Wednesday, June 12, 2013

MONEY MATTERS



The other day in a men’s group I usually attend every week, one of the men was sharing with us his trials and tribulations with a pyramid scheme where he lost kshs.40, 000 and almost lost another Kshs.600,000 but for divine intervention. I was reminded myself how I was saved from a similar predicament because of my wife’s intervention. Amidst a lot of pressure from friends and colleagues to invest in this “ponzi” scheme, I decided to consult with my wife as we always have and because there was no consensus between us I couldn’t go ahead with the deal.

My wife and I have agreed that nothing major financially will be done without the agreement from the other. This can sometimes be painful as there are times I see my wife as a major impediment of my enjoyment and I know she sometimes feels the same way as well. Yet it is this being accountable to each other that not saved me from that ponzi scheme but has also helped us make good financial decisions since two is better than one.

We all need some aspect of accountability in our own lives as when left alone we can end up being like the Kanu regime during those days of “multiparty moja”. We are to keep each other accountable as husband and wife for us to not only avoid financial pitfalls as a family but also to build trust between us. This brings me to another aspect of dealing with finances as a couple and that is transparency.

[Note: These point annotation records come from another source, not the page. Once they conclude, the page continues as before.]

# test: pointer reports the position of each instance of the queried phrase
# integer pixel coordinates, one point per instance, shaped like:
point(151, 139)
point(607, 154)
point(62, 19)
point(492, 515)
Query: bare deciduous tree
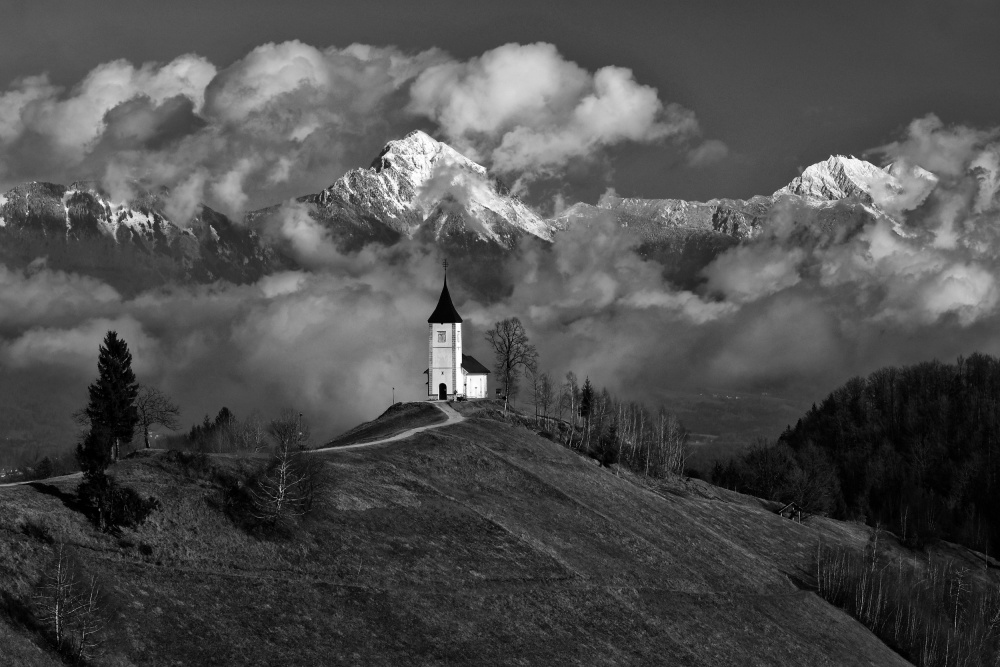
point(286, 489)
point(513, 354)
point(155, 408)
point(72, 605)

Being open about my financial dealings helps a lot in building and maintain trust with each other. It is because of my being accountable to my wife that I am transparent with her financially and this leads to more intimacy as trust is built.  

Tuesday, June 4, 2013

MONEY MATTERS



A recent poll by Roper Starch Worldwide found that in the United States, money is the most common source of conflict between spouses. And research in the Center for Marital and Family Studies Report shows that coming into their marriages; new couples find money to be more of a problem than in-laws, jealousy, or communication. Four years later, they still find money to be the most troublesome aspect of marriage, ahead of communication, sex, and in-laws (in that order).

That is not much different from a research done here locally by infortrack-Harris for Nation media. In this research, they found out that, in quite an interesting twist in marriage and separation trends, money and overly nosy in-laws have overtaken infidelity as the leading cause of broken marriages. Half of all married people who took part in the survey said money was the main cause of marital conflict, followed by interference from members of the extended family at 39 per cent.

Thus money matters especially in marriage. In the next couple of weeks will be discussing how you as a couple can avoid being a part of these stats.